De niño, veía el paso de las comparsas y carrozas del carnaval desde un bordillo de Veinte Julio. Sentado prácticamente en el suelo, sentía en el cuello la cabuya que ponía la policía para mantener el orden, pero también palpaba la convivencia de un carnaval que era de todos. Cuando aparecían los gorilas, los micos, las negros africanos con sus culebras, quedábamos todos fascinados con aquella selva humana, sin que dejáramos de gritar asustados en medio de la risa.
No es lo mismo ver el carnaval desde un palco que sentarse en el bordillo a disfrutar en vivo y en directo el río de disfraces. “Quien lo vive es quien lo goza”, que ahora se pregona, es en mi sentir una sensación mucho más antigua. Es milenaria. En las procesiones del dios del vino Dionisio, en la Grecia antigua, la gente llevaba máscaras, iba en tropel y se revestía con pieles de animales como los leopardos. Se gozaba el rito del dios, en pleno alboroto, porque se vivía. Después, los romanos convirtieron aquel ritual sagrado en una fiesta más mundana, que llamaron las bacanales. Eran en todo caso las festividades del desbordamiento carnal. Los Papas de la iglesia le añadieron un capítulo a lo que consideraban desorden pecaminoso de tres días. Fue otro ritual, que es la imposición de las cenizas a fin de recordar que la muerte está al acecho de tanta vida desmadrada. Y así comenzaba la Cuaresma, tiempo para pedir perdón a Dios por los pecados de la carne, que, para la época, era el más grave de los pecados, excepción hecha del “no matarás”.

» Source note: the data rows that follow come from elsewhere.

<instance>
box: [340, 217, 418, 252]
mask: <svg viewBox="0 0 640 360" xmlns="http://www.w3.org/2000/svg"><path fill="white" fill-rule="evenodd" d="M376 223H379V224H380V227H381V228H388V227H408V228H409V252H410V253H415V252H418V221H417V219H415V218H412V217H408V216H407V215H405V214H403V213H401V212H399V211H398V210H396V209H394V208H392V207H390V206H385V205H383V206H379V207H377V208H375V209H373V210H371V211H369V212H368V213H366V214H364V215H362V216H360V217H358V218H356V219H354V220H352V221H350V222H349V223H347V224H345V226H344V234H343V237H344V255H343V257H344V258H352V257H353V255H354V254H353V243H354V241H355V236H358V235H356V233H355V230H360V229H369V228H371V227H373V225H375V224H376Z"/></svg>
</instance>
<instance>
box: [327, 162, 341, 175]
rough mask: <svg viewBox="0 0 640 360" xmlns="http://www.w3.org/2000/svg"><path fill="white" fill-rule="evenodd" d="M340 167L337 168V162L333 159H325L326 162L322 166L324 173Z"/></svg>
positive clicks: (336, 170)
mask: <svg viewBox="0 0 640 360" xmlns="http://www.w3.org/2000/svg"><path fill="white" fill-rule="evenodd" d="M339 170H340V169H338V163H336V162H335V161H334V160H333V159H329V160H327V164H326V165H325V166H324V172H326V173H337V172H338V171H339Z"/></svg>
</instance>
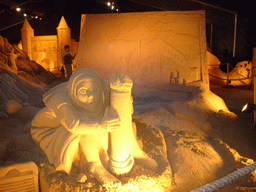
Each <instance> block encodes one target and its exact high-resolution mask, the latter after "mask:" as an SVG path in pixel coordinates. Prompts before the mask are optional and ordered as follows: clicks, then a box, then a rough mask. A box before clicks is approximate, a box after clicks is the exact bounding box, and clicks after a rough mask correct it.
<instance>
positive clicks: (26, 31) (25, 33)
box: [21, 18, 34, 59]
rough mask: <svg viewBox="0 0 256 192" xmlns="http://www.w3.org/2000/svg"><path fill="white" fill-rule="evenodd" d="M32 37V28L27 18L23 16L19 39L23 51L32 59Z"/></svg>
mask: <svg viewBox="0 0 256 192" xmlns="http://www.w3.org/2000/svg"><path fill="white" fill-rule="evenodd" d="M33 37H34V29H32V27H31V26H30V24H29V23H28V20H27V19H26V18H25V20H24V23H23V26H22V29H21V41H22V49H23V51H25V52H26V53H27V54H28V56H29V58H30V59H32V52H31V51H32V48H31V47H32V45H31V44H32V38H33Z"/></svg>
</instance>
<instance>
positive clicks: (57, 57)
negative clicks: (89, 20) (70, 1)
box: [55, 16, 72, 67]
mask: <svg viewBox="0 0 256 192" xmlns="http://www.w3.org/2000/svg"><path fill="white" fill-rule="evenodd" d="M56 30H57V52H58V54H57V66H55V67H61V66H62V62H61V54H62V52H63V51H64V46H65V45H69V46H70V49H71V50H72V47H71V45H72V44H71V31H70V28H69V27H68V25H67V23H66V21H65V19H64V17H63V16H62V17H61V20H60V23H59V26H58V27H57V29H56Z"/></svg>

Por fortuna, la procesión del carnaval sigue vigente con su carácter más popular en la carrera 44 y en la calle 17. Y por lo que vi en el canal de Telecaribe, la noche de Guacherna se llenó del espíritu festivo que tienen las comparsas cuando sus integrantes pueden comunicarse más directamente con el público que está ahí mismo, al alcance de un choque de manos, pese al bochorno que produjo la mujer que se restregó contra la humanidad de un agente de policía, que no sabe uno cómo hizo para mantenerse estoico como una estatua. Los palcos de la vía 40 son útiles más que todo para acoger a las “personalidades”, y a los visitantes que necesitan más distancia –y comodidades- ante unos desfiles a los que no están acostumbrados, y pueden atemorizarse, si se tiene en cuenta la imaginación local para ponerse los disfraces más extravagantes como los de caravelas, dementes o indios tiznados que quieren abrazar a todo el que encuentren a su paso.
Los disfraces más distintivos se originan en los barrios barranquilleros con mayor tradición carnavalera, sin excluir toda la diversidad de tradiciones que vienen del Bajo Magdalena y la Depresión momposina. Hacen aportes, quizás no suficientemente vistos con atención ni valorados en la Batalla de Flores, pero sin los cuales esta ciudad, y sus carnavales, no serían lo que pretenden ser : un crisol cultural de la Costa Caribe. La exuberancia de la cultura se aprecia mejor desde el bordillo.